Andrew Rogers has left what amounts to an indelible mark in the world — the renowned Melbourne sculptor’s 51 Rhythms of Life stone structures are on all seven continents. Now his gift of works valued at $3.7m to Deakin University will do the same across its campuses and galleries, and inspire generations of students.
Rogers said his art fitted with Deakin’s commitment to encouraging students “to come to seek education in a wider sense”. “I think art is an extra dimension and relates to lots of academic disciplines,” Rogers said. “Future students will have the opportunity to interact with it and benefit from questioning what it’s about.”
Rogers is not an alumnus, but his connection to the university is strong. “There is a synergy between his work and Deakin which is forward facing, because Deakin is a newer university,” vice-chancellor Iain Martin said.
Rogers’s 88 works, together with large-format photographs of the Rhythms of Life land art, covering 32 years of his career, comprise the highest-value single donation the university has received to a collection that now numbers 2300 pieces.
The gift includes Resistance, a marble sculpture symbolising man’s struggle against oppression; the large bronze work Together, a man bent over, protecting two smaller figures; and a marble relief carving related to the Rhythms of Life project, which expresses the ebb and flow of life’s unpredictable progress.
Professor Martin said Deakin had been building a collection of Australian art for 20 years, with galleries at its Geelong, Burwood and Deakin Downtown campuses and other art on display around the university.
“This is a very major addition from one of Australia’s best-known contemporary artists and sculptors,” Professor Martin said.
Rogers has work in all major Australian galleries and at universities such as Sydney, Melbourne and UNSW.

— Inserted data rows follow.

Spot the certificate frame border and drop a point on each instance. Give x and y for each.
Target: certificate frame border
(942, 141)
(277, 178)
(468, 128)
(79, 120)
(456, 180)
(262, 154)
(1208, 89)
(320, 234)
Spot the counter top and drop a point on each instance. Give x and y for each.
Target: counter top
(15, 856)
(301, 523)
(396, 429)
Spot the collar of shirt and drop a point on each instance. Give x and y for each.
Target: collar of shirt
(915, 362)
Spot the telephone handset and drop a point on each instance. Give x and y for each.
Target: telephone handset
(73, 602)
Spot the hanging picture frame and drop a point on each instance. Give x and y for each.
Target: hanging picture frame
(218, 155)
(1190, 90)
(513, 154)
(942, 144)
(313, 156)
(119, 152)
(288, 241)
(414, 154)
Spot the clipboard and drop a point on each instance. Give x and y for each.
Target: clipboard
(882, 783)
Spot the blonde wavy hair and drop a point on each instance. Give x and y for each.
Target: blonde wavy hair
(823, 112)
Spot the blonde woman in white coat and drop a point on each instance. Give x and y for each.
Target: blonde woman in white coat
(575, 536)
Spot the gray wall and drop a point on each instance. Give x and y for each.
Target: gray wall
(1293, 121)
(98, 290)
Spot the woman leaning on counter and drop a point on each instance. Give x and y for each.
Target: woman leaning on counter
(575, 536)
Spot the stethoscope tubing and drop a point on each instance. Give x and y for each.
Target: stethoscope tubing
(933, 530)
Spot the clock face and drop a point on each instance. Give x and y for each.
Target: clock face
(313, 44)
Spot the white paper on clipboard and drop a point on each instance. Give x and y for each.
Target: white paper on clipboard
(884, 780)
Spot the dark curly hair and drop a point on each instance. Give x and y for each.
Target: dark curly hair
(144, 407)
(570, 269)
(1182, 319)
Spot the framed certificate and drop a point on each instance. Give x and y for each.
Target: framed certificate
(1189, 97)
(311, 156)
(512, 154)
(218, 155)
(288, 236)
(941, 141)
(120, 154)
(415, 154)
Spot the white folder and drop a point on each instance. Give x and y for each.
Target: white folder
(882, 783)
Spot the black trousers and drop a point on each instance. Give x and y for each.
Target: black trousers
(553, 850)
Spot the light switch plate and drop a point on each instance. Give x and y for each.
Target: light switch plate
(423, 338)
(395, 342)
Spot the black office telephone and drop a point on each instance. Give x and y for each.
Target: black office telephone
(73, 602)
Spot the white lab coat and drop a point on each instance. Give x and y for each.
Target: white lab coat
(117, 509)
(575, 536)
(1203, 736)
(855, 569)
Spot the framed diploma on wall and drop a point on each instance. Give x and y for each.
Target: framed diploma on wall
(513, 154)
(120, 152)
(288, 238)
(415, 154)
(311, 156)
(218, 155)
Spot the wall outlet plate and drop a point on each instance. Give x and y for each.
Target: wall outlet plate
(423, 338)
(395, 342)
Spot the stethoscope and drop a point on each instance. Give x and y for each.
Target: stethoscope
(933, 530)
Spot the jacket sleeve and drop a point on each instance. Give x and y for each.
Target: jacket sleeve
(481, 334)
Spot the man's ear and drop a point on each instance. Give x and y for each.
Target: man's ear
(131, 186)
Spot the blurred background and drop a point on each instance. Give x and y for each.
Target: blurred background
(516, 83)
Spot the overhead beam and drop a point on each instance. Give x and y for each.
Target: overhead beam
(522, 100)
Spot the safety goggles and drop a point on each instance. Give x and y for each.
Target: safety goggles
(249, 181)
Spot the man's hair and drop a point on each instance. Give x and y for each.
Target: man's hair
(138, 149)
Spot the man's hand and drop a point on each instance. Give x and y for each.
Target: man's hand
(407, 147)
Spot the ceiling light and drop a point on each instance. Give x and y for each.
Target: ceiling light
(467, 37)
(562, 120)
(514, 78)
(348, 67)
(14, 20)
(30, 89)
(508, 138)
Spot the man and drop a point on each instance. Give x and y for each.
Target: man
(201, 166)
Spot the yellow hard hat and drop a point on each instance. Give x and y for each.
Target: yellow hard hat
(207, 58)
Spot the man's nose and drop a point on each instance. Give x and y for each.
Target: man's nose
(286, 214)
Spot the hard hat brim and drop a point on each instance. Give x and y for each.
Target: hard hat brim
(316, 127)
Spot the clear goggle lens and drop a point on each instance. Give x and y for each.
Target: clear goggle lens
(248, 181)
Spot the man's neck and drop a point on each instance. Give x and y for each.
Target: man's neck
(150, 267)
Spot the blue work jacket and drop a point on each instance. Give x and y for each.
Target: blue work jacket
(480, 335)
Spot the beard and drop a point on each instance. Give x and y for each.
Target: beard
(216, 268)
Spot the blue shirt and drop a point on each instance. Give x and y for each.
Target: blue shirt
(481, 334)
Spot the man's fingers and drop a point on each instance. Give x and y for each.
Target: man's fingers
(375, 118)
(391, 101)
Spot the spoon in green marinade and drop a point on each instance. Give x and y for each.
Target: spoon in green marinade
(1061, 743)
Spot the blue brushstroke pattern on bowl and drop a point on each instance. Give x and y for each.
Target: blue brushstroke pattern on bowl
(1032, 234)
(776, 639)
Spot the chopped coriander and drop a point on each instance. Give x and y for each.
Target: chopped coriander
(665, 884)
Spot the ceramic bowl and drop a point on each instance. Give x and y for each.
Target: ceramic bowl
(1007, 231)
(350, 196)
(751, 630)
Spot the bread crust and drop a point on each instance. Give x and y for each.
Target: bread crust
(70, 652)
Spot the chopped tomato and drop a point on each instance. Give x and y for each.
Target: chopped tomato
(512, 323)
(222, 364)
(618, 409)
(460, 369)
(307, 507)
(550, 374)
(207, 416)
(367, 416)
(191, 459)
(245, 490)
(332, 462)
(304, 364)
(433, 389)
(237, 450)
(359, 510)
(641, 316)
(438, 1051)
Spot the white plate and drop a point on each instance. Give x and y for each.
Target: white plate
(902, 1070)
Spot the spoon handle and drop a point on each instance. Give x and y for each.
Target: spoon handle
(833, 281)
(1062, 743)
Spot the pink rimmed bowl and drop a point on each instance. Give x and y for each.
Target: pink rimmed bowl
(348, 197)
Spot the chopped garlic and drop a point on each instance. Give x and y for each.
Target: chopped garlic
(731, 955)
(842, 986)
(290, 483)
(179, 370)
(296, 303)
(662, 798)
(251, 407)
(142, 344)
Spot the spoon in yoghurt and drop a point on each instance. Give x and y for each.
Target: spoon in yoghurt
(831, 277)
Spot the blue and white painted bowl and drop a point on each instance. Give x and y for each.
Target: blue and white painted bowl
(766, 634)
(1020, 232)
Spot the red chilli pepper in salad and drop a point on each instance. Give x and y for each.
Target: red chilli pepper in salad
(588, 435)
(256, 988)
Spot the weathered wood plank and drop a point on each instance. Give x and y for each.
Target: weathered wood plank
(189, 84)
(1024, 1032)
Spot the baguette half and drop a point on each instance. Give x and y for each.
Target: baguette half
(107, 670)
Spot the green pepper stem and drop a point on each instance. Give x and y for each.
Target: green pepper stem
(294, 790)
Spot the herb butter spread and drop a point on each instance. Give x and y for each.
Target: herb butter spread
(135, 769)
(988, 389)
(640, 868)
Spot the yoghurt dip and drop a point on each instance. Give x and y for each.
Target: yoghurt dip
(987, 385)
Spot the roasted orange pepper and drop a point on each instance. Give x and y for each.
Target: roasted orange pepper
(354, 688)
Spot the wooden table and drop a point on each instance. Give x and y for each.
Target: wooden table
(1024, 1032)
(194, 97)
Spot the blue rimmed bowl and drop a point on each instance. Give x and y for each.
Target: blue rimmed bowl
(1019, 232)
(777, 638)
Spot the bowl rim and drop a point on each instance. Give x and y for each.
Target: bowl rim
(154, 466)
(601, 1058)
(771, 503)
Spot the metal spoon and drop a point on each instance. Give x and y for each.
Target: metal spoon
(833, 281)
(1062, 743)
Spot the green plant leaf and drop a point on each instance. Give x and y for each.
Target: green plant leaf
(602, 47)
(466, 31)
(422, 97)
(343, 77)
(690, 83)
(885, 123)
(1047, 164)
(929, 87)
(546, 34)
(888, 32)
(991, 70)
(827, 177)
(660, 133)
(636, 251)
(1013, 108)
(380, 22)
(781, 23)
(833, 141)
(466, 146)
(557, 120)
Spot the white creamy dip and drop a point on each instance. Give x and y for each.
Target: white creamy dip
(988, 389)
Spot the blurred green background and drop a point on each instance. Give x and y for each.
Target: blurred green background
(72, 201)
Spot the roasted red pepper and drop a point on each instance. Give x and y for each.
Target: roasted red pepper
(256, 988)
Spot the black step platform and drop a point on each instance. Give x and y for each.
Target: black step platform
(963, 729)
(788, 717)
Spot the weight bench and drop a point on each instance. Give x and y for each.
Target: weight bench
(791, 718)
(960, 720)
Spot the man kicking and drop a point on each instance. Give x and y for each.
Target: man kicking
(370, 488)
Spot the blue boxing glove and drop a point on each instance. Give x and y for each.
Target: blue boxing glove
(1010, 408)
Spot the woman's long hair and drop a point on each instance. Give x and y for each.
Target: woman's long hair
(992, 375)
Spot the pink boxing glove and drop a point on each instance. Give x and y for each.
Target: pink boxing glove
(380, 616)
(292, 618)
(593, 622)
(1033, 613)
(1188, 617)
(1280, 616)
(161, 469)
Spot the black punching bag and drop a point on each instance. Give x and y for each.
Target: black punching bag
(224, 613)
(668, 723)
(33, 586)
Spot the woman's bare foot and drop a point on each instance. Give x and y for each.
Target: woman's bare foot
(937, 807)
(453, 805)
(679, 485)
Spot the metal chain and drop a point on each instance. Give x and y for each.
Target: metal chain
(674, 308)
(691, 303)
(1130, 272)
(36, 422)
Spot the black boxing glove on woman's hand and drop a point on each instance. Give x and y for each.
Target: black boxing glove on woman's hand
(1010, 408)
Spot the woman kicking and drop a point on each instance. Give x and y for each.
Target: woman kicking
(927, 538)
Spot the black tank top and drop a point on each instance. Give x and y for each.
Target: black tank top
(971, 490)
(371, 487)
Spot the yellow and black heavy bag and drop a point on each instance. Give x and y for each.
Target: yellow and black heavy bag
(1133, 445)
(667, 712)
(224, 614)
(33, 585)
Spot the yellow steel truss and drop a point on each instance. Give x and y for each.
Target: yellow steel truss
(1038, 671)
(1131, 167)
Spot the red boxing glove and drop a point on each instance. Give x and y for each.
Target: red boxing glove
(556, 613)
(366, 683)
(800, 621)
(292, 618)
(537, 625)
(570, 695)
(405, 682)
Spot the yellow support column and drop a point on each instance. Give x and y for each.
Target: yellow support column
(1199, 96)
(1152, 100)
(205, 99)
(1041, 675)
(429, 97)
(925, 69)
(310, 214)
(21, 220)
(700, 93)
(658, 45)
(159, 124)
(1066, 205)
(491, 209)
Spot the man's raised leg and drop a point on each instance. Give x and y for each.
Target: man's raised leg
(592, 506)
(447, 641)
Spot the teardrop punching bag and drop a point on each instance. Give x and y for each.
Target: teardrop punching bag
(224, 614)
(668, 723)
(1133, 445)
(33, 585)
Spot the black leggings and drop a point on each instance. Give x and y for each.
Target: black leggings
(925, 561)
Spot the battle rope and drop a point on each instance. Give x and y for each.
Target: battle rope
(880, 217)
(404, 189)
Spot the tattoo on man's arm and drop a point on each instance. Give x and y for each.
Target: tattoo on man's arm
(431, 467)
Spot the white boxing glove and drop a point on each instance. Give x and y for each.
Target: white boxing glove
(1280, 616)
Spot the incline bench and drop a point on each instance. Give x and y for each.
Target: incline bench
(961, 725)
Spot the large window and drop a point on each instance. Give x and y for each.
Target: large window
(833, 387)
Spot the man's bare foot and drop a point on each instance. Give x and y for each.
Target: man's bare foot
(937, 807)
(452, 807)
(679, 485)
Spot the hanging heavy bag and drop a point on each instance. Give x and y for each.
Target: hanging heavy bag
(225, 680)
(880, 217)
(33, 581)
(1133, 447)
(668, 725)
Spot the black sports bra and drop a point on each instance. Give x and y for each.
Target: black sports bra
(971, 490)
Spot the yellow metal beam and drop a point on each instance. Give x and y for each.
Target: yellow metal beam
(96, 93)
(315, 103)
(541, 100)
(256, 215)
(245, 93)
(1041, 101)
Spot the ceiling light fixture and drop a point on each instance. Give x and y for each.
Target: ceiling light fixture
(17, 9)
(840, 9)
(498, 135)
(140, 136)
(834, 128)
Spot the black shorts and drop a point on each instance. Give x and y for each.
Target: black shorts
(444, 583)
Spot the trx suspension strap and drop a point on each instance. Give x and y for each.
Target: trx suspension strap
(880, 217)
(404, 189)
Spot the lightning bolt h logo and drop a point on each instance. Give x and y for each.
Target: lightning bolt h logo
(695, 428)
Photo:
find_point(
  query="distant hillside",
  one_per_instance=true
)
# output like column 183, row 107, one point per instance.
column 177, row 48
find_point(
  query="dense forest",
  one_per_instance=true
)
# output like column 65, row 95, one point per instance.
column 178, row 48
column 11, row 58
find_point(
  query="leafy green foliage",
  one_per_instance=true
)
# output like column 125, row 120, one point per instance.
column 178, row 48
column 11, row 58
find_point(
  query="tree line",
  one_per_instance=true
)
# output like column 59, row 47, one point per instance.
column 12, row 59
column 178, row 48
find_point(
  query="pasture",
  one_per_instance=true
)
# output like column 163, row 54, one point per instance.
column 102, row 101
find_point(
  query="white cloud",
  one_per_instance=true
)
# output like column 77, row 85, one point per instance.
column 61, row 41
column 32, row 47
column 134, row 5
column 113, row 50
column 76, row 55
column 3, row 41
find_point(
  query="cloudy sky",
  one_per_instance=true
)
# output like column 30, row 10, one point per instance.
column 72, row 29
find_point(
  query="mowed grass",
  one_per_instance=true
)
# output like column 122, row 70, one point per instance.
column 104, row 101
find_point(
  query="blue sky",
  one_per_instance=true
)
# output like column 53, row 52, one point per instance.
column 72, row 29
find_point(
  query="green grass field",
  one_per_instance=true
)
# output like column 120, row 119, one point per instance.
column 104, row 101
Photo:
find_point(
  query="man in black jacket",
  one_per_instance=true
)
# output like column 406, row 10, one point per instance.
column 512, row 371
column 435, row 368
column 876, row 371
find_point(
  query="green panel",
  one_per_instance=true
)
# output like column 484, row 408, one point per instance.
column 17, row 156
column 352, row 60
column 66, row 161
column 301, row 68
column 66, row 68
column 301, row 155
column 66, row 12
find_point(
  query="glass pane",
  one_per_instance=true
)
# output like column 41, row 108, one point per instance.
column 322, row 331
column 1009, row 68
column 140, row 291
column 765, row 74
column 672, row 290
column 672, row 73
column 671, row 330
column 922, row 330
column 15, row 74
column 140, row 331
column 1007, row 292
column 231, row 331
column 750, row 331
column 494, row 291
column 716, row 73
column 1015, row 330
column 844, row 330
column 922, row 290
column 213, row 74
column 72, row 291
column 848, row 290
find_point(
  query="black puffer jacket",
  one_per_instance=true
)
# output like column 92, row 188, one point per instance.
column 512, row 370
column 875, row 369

He was impressed by Deakin’s commitment to art expressed by its previous and current vice-chancellors and through its galleries, and by its professionalism in recently staging a retrospective of his work. “I developed a confidence that they would be good caretakers, and they undertook to exhibit the art so people could interact with it,” Rogers said.
He said art added “a dimension to life, and most of the works that I have created are optimistic symbols about life and regeneration”.
“I hope that positive stimulation is a catalyst for questioning about opportunities and extra dimensions to life and what we should all be striving for in terms of positive outcomes,” he said.